A Libretto for Impeachment
Reading Time: 3 minutes.
People sometimes ask for good basic texts about impeachment generally. Given the operatic nature of the recent and upcoming hearings, and the recent release of their investigation report by three House committees, here are a few suggestions:
Impeachment: A Handbook by Charles Black. This slender, clear, nuanced volume is where you should start. As noted by Lawfare blog:
The most important book ever written on presidential impeachment is only 69 pages long. Charles Black, Jr.,’s Impeachment: A Handbook was published in the summer of 1974, at the height of the Watergate crisis, and reissued in October 1998, two months before Bill Clinton became the second president in U.S. history to be impeached.
Read the full post here.
Impeachment: The Constitutional Problems by Raoul Berger. From the Amazon review:
The little understood yet volcanic power of impeachment lodged in the Congress is dissected through history by the nation’s leading legal scholar on the subject. Berger offers authoritative insight into “high crimes and misdemeanors.” He sheds new light on whether impeachment is limited to indictable crimes, on whether there is jurisdiction to impeach for misconduct outside of office, and on whether impeachment must precede indictment. In an addition to the book, Berger finds firm footing in contesting the views of one-time Judge Robert Bork and President Nixon’s lawyer, James St. Clair.

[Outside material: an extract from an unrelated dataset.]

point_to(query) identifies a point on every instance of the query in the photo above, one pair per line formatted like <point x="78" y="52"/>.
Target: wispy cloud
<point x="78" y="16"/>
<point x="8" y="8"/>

Presidential Impeachment by John Labovitz. From the Yale University Press blurb:
In this thorough and thoughtful examination of the constitutional issues involved in the impeachment of a president, Labovitz, a lawyer who served on the impeachment inquiry staff of the House Judiciary Committee in 1974, incorporates the Nixon experience into American history over the last two hundred years.
High Crimes and Misdemeanors by Howard Fields, a UPI reporter. Not the best on this list, but useful.
An Affair of State by Judge Richard A. Posner. From the Harvard University Press description:
President Bill Clinton’s year of crisis, which began when his affair with Monica Lewinsky hit the front pages in January 1998, engendered a host of important questions of criminal and constitutional law, public and private morality, and political and cultural conflict.
In a book written while the events of the year were unfolding, Richard Posner presents a balanced and scholarly understanding of the crisis that also has the freshness and immediacy of journalism. Posner clarifies the issues and eliminates misunderstandings concerning facts and the law that were relevant to the investigation by Independent Counsel Kenneth Starr and to the impeachment proceeding itself. He explains the legal definitions of obstruction of justice and perjury, which even many lawyers are unfamiliar with. He carefully assesses the conduct of Starr and his prosecutors, including their contacts with the lawyers for Paula Jones and their hardball tactics with Monica Lewinsky and her mother. He compares and contrasts the Clinton affair with Watergate, Iran–Contra, and the impeachment of Andrew Johnson, exploring the subtle relationship between public and private morality. And he examines the place of impeachment in the American constitutional scheme, the pros and cons of impeaching President Clinton, and the major procedural issues raised by both the impeachment in the House and the trial in the Senate. This book, reflecting the breadth of Posner’s experience and expertise, will be the essential foundation for anyone who wants to understand President Clinton’s impeachment ordeal.
For hardcore constitutional analysis, your bookshelf should also contain Constitutional Grounds for Presidential Impeachment, the 1974 volume by the staff of the House Judiciary Committee with regard to President Nixon.
And, finally, a recent entry is Cass Sunstein’s Impeachment: A Citizen’s Guide. From the Amazon review:
Cass R. Sunstein provides a succinct citizen’s guide to an essential tool of self-government. He illuminates the constitutional design behind impeachment and emphasizes the people’s role in holding presidents accountable. Despite intense interest in the subject, impeachment is widely misunderstood. Sunstein identifies and corrects a number of misconceptions. For example, he shows that the Constitution, not the House of Representatives, establishes grounds for impeachment, and that the president can be impeached for abuses of power that do not violate the law. Even neglect of duty counts among the “high crimes and misdemeanors” delineated in the republic’s foundational document. Sunstein describes how impeachment helps make sense of our constitutional order, particularly the framers’ controversial decision to install an empowered executive in a nation deeply fearful of kings.